Léon Pelletier s’en prend ensuite aux dépravations ouvrières qui « tuent » le métier d’imprimeur :
« Pour être heureux, l’ouvrier doit revenir sans cesse à ce dilemme : Le bonheur de l’ouvrier est dans le travail suivi, consciencieux, éclairé par la méthode et par la connaissance de ses intérêts positifs ; hors du travail, il n’y a que misère pour l’ouvrier. »
La messe est dite. Arguments éminemment conservateurs. L’époque était propice à ce mode de pensée.

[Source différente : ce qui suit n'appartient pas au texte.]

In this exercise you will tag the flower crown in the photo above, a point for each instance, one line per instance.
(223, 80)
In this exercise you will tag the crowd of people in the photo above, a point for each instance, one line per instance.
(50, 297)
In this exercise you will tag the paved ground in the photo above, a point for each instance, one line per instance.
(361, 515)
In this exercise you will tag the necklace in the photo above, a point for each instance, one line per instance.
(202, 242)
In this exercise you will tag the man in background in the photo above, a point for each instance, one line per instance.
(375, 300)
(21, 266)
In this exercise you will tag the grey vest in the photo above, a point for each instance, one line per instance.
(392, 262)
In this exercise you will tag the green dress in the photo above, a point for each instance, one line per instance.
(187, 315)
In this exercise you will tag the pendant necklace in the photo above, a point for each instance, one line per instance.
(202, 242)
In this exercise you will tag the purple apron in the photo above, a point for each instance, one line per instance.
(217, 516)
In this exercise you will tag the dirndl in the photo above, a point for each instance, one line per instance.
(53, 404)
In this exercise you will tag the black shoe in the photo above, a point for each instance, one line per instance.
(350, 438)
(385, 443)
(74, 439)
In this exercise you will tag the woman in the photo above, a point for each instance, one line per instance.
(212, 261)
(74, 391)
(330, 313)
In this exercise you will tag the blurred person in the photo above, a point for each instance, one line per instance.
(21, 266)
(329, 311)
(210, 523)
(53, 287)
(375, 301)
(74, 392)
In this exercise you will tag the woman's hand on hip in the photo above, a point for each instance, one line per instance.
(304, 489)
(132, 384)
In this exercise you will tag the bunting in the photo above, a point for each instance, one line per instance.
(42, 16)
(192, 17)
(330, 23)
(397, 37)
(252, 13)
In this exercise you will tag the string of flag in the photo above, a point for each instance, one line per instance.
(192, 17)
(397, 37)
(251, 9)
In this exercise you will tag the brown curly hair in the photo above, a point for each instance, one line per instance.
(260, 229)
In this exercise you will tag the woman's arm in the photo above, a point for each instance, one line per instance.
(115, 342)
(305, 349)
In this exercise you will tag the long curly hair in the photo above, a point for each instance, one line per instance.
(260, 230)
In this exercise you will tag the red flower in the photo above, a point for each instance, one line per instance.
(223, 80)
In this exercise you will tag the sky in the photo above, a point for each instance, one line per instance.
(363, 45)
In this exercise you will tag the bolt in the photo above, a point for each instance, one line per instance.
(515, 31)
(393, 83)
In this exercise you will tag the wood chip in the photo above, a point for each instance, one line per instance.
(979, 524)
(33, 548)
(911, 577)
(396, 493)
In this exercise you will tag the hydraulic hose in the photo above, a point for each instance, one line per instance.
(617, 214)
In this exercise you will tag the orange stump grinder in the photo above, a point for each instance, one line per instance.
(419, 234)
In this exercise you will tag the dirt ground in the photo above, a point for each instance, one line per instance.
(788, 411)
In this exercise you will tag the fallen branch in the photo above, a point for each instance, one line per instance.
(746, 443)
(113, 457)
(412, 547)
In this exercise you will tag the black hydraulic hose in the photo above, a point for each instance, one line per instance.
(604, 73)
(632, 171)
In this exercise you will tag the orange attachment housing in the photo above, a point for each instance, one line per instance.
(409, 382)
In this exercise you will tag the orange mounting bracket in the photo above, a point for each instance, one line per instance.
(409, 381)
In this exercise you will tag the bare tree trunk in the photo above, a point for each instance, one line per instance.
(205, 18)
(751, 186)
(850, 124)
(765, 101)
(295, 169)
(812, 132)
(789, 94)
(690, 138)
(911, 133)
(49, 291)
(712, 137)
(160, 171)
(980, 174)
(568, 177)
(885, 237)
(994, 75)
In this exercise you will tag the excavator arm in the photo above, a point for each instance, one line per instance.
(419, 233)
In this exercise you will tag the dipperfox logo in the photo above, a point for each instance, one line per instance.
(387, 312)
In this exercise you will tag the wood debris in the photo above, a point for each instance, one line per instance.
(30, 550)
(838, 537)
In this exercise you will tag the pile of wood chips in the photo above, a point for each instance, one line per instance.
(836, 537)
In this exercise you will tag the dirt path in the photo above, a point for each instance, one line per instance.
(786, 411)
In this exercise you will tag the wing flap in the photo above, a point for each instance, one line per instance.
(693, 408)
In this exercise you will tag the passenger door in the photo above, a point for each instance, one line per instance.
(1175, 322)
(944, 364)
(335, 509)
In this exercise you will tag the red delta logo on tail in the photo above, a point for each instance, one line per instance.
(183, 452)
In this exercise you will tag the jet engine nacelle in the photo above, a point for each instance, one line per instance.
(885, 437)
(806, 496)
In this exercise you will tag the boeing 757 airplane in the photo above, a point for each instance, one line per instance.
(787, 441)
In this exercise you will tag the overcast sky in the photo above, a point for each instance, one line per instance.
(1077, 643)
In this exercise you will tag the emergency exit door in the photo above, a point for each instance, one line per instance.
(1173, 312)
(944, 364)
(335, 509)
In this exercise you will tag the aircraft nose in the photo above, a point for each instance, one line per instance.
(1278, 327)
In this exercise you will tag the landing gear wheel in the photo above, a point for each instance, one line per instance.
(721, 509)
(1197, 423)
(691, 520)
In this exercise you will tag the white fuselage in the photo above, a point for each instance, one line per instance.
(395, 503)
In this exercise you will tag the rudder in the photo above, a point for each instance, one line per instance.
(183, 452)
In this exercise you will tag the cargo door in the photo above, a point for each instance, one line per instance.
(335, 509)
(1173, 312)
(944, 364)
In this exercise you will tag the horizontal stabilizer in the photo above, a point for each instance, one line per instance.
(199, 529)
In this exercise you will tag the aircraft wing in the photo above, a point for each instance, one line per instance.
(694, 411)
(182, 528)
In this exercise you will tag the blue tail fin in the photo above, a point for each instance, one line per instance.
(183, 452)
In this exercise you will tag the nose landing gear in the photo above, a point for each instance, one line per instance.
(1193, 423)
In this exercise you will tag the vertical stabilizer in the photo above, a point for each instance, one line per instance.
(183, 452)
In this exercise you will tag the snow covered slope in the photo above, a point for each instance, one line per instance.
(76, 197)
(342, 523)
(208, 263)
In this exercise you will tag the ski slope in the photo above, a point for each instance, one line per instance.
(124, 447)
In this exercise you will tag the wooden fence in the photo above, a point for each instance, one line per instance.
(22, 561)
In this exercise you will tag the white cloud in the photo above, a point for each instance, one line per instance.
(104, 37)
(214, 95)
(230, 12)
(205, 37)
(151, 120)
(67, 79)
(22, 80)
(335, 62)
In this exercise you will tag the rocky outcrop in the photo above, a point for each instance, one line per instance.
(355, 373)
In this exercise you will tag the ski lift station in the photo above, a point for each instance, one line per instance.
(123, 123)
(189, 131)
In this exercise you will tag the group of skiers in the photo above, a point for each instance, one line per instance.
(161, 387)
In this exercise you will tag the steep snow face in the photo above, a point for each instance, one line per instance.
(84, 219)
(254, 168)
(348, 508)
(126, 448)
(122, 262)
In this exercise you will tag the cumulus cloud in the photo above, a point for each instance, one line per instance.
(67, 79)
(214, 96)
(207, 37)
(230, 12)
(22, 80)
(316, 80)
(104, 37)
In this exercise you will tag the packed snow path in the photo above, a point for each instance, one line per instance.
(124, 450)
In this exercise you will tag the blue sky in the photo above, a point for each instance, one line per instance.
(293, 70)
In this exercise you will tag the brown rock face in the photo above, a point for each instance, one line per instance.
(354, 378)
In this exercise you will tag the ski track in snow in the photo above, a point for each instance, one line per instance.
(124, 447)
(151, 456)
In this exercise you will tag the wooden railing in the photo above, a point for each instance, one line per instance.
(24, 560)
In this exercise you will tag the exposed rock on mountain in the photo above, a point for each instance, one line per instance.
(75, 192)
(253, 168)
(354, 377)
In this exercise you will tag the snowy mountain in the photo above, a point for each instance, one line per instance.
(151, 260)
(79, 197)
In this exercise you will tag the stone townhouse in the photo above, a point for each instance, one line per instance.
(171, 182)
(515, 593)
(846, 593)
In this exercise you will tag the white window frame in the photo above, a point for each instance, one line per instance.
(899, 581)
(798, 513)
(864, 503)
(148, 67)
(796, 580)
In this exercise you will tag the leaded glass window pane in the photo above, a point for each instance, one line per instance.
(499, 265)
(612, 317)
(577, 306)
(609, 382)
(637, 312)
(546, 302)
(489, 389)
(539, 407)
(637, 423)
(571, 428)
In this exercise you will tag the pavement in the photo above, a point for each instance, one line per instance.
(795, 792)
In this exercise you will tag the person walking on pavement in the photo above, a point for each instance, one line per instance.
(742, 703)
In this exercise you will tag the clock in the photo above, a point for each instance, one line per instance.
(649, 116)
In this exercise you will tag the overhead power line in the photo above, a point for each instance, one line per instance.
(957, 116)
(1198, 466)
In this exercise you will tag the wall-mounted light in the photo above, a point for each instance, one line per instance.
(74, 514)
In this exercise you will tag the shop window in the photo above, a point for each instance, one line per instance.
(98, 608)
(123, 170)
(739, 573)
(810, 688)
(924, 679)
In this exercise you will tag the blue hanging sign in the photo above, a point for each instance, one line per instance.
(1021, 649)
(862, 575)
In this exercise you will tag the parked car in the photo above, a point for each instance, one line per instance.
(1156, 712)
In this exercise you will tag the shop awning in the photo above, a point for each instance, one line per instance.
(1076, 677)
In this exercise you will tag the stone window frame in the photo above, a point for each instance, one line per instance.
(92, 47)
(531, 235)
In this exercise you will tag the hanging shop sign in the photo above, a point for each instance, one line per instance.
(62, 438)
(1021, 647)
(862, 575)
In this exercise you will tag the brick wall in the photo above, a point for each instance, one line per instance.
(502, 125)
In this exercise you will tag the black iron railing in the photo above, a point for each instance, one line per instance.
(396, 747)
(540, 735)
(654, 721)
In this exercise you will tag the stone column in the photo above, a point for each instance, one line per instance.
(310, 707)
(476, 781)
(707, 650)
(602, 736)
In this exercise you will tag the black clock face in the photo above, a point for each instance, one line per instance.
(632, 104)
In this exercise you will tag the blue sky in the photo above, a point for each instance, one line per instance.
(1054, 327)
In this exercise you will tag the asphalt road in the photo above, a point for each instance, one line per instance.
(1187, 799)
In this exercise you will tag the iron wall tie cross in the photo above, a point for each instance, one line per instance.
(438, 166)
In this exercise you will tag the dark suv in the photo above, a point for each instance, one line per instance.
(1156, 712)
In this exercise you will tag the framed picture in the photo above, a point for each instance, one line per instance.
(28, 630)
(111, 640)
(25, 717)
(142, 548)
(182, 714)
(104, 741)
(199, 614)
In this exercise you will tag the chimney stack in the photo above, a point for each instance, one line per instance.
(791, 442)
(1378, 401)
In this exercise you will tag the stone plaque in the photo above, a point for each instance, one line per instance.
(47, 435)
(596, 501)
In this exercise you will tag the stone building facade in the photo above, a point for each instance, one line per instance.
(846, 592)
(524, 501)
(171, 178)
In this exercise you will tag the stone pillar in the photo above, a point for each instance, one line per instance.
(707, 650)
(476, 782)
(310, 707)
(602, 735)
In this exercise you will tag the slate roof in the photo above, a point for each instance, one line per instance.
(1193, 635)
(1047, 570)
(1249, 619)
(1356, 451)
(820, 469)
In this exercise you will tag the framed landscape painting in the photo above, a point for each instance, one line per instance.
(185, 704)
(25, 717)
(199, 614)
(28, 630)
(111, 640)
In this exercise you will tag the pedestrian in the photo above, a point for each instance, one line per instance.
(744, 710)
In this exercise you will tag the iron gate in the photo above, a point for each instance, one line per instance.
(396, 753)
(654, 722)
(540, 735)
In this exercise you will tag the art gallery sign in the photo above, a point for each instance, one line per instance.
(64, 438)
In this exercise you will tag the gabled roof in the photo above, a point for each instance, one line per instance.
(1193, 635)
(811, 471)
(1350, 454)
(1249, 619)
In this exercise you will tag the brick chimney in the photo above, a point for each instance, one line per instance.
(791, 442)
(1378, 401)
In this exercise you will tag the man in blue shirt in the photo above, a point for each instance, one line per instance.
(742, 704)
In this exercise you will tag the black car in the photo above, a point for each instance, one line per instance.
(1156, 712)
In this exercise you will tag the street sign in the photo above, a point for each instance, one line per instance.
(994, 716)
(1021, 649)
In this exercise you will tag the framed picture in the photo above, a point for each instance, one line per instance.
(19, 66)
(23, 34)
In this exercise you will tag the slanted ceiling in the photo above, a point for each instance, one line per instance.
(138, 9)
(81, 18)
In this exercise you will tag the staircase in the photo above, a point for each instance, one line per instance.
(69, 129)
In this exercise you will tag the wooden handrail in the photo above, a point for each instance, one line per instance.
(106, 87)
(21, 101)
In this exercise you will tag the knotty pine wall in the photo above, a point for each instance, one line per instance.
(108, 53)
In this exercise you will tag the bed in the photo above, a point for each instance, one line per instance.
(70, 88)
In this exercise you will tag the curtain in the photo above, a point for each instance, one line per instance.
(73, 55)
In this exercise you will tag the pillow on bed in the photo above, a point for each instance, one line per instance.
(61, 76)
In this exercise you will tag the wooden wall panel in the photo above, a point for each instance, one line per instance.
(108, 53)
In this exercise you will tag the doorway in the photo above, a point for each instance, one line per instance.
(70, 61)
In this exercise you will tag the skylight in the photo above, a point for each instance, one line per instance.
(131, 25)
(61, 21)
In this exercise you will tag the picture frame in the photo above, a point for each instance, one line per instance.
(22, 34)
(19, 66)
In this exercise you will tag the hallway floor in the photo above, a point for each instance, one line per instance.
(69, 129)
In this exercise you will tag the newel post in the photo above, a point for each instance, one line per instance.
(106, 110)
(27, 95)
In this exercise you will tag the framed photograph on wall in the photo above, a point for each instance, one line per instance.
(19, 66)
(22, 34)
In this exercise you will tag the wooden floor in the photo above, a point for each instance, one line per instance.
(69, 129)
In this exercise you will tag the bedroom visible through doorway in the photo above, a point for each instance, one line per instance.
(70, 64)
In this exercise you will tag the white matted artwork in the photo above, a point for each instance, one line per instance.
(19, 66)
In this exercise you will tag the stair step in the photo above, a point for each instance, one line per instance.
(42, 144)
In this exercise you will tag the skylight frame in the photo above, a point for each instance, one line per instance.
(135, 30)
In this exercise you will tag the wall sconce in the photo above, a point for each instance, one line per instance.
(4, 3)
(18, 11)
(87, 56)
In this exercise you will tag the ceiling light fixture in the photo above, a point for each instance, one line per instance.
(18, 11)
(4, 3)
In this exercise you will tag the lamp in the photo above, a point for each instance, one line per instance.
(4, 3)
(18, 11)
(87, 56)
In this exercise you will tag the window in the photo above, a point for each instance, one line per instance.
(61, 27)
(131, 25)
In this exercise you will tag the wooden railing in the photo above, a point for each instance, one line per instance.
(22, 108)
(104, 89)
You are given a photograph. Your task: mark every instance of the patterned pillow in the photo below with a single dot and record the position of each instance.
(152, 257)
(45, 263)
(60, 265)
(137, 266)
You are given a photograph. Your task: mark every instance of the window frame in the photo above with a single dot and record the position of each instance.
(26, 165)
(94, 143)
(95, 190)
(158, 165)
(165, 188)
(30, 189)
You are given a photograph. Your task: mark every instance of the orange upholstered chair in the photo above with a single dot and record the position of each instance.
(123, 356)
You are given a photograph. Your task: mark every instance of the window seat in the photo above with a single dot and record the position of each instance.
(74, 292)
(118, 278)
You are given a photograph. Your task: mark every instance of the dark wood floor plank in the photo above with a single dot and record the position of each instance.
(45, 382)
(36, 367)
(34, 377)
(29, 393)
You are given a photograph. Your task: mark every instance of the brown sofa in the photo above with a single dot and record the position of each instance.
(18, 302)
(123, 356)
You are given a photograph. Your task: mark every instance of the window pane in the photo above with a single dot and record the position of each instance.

"Malgré l’ignorance crasse qui encombre les ateliers » dit-il, et pourtant plus loin il défend l’idée qu’une intelligence active se trouve au sein des ateliers, et qu’une telle réunion d’hommes instruits, formant un foyer de lumières, pourrait produire un grand bien. Il prend pour exemple le cas de l’Imprimerie royale qui, refondée et réformée dans la science typographique, devrait être l’endroit où aller chercher le feu sacré qui fait éclore le génie. L’auteur s’en prend ensuite à la trop fréquente et mauvaise utilisation de la gravure sur bois intercalée dans le texte. Il pose alors quelques dogmes que je vous laisse apprécier : « Les livres à illustrations ne doivent point faire partie de la librairie proprement dite. C’est une industrie d’imagiers ; c’est du mercantilisme, lequel est toujours à l’affût du caprice, afin de le satisfaire par des brimborions qui le tuent bientôt, et qui finissent par succomber sous leur propre poids. (…) ils amusent les yeux (…) ils ne disent rien à l’âme (…)."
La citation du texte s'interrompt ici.